Does .snapshot() provide Snapshot Level Isolation?

Hi there,

I wanted to confirm that .snapshot() on a transaction provides a true snapshot level isolation for get()/getRange() calls? The documentation simply says that this “reduces” conflicts but does not explicitly states the guarantees.

More precisely, if at some time t1, keys a and b have values 1 and 2 respectively, and a snapshot read operation was started at t1 on these keys. Concurrently, two other write transactions modified these keys as follows: tr2 (a=10, b=11) and tr3 (a=20, b=21).

If I understand correctly, under snapshot isolation, possible read value combinations should be:
i) a=1, b=2 OR
ii) a=10, b=11 OR
iii) a=20, b=21

Can I expect that only one of these possible combination of values will be returned? Or is there a possibility to get back value pairs like <a=1, b=10> or <a=1, b=21> etc.?


thanks,
gaurav

If I understand your outlined case correctly, only (i) is possible, because tr2 and tr3 would commit at a version >t1. But yes, snapshot() gives you a consistent view of the database at t1.

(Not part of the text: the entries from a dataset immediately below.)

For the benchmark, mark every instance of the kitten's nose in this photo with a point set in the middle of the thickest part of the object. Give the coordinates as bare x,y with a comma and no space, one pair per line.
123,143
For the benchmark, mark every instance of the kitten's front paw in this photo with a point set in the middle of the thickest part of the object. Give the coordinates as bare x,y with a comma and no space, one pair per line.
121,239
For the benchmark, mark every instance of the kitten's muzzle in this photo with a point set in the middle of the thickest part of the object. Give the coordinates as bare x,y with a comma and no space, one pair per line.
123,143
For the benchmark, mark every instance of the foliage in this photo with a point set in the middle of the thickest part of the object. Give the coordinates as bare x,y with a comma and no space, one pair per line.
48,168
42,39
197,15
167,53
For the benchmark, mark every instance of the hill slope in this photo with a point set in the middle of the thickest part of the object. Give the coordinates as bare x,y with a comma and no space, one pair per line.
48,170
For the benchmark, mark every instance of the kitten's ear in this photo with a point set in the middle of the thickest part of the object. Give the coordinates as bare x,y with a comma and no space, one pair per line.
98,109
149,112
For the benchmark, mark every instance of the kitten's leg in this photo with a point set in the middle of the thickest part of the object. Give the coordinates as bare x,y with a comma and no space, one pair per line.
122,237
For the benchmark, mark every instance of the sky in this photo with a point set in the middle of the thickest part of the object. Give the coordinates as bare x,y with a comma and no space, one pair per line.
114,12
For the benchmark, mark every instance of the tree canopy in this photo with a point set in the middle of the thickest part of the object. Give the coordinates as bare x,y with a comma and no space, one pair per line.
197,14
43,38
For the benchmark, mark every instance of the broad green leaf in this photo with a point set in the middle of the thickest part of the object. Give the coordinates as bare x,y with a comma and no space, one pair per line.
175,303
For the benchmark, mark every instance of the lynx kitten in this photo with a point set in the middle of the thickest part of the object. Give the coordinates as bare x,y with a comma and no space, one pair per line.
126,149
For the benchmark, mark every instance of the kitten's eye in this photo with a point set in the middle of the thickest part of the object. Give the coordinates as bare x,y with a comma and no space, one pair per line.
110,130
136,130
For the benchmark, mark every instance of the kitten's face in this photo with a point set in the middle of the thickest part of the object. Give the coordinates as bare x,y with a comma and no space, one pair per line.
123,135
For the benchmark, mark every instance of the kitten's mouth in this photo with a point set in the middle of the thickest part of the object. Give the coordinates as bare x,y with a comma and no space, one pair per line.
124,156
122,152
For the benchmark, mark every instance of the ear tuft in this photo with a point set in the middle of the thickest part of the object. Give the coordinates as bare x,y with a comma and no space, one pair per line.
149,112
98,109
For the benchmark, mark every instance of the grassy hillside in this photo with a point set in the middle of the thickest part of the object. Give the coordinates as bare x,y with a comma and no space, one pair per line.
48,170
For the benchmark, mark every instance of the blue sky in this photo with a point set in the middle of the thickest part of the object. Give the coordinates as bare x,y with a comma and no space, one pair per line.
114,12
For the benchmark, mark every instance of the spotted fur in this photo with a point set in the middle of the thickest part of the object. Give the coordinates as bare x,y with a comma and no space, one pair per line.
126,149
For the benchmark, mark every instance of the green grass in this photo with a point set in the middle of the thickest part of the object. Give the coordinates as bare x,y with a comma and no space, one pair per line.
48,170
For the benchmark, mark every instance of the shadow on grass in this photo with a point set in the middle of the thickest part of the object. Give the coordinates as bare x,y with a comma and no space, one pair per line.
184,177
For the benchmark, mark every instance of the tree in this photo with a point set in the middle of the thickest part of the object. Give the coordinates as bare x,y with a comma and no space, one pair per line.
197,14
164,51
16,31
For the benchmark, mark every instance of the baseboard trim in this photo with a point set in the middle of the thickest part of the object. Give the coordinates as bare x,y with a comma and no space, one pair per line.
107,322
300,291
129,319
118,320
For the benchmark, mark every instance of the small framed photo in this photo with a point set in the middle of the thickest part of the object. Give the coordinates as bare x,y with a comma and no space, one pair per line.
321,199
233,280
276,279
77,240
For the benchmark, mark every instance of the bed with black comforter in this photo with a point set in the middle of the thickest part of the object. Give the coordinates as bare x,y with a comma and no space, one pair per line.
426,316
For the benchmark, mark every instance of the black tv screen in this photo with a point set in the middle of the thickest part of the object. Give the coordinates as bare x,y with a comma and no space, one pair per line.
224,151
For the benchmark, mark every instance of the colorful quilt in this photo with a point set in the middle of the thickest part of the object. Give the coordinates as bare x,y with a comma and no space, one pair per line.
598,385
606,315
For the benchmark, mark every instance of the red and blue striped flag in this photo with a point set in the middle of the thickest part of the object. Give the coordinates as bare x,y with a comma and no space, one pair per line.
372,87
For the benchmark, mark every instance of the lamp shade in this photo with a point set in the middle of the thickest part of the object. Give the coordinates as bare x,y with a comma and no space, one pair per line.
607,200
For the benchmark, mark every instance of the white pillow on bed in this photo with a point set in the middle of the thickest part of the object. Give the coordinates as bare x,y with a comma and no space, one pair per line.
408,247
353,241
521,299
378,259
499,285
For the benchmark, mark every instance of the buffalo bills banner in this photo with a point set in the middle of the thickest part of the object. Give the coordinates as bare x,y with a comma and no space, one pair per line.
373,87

The documentation, is attempting to state that a commit of tr2 or tr3 won’t cause tr1 to abort, because snapshot reads don’t manifest as conflicts to the transaction resolver. So if tr1 does a snapshot read of a and b at t1, writes it to sum and commits concurrently with tr2 and tr3, it’s valid for FDB to commit tr2, followed by tr3, followed by tr1, and the ending database state would be a=20, b=21, sum=3.

Thanks for clarifying it.
Yes, FDB’s external consistency should guarantee outcome (i); whereas with a DB providing only Snapshot Isolation guarantee any of (i), (ii) or (iii) might have been a valid outcome.